After her final round of treatment, my mom went back to work in August 2011. She worked full time, until March 2012. She was rapidly losing function in her left arm and leg, unable to walk but a few steps.
After an emergency trip to the emergency room, we discovered the cancer had come back. This time, though, with metastases to the lungs and liver, and a large tumor in her brain.
In July 2012, Anne became officially “legal” to smoke medical marijuana. Yet, she was faced with a difficult task: Where to go shopping?
“At first I had a bit of a problem. [Dispensaries] aren’t just in the phone book, and the ones I found online, half of them were closed,” she says. “The one I did find that was closest to me … closed, and that one wasn’t close to me, either … but the next closest one is like an hour-and-a-half away. I did find a caregiver that will now deliver to me and that’s been wonderful. I can’t thank him enough, ’cause he works with me and helps me find what works … for me.”
As far as the strains that treat her chemotherapy symptoms the best, my mom — it’s still hard to believe my average mom is offering opinions on weed — recommended, “ATF and Komondo Dragon. Those two take me where I need to be without getting me paranoid or anxious,” she says. “I only need about two to three puffs and I’m good to go.” She also faced an oxymoronic, secondary issue that might seem comical if its intended use wasn’t so gravely important: “Everything that I get is just too strong! If I smoke too much, I become too anxious, and that defeats the purpose.”

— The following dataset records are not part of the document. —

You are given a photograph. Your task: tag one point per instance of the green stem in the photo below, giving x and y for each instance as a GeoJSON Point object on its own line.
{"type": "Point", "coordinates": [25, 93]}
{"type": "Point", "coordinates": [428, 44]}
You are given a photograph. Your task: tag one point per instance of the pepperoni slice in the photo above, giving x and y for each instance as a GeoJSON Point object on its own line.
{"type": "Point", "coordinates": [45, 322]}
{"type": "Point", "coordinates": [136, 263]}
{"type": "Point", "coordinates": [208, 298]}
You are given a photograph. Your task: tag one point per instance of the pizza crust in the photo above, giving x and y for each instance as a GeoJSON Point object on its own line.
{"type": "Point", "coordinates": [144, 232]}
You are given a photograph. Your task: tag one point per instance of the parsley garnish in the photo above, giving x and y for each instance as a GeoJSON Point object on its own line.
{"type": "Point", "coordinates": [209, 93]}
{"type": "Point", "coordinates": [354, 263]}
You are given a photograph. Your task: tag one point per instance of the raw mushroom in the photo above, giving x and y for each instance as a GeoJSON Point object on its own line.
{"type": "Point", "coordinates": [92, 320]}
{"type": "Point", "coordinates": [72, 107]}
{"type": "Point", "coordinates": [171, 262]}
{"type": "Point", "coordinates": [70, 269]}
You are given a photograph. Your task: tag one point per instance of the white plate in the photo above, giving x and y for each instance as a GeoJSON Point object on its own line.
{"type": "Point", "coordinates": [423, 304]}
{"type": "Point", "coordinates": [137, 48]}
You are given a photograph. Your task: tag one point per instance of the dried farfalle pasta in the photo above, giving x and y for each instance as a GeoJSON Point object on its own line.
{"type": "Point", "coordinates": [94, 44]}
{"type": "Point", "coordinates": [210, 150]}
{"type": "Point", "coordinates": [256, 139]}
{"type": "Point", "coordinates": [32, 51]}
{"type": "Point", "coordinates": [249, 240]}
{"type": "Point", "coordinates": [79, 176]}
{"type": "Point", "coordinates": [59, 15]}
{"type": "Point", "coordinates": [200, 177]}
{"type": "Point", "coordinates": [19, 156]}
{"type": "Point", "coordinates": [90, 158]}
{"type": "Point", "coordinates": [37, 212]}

Today, as we enter the final months of 2013, with just 13 shopping weeks left until Christmas, my mom was told she has approximately six months left to live. She’s tried almost every chemotherapy concoction that exists. (Currently, she is on Stivarga, a brand-new oral form of chemotherapy. The side affects are much stronger and she has been struggling a little more each week.)
“God bless those people that supply it! Everybody that is going through this sickness should have the choice and the ability to get it,” she expresses. “It’s been a godsend; it just really has. I don’t smoke it every day, only when I need it and I’m so glad it’s there when I need it — and it should be available to everybody that needs it.”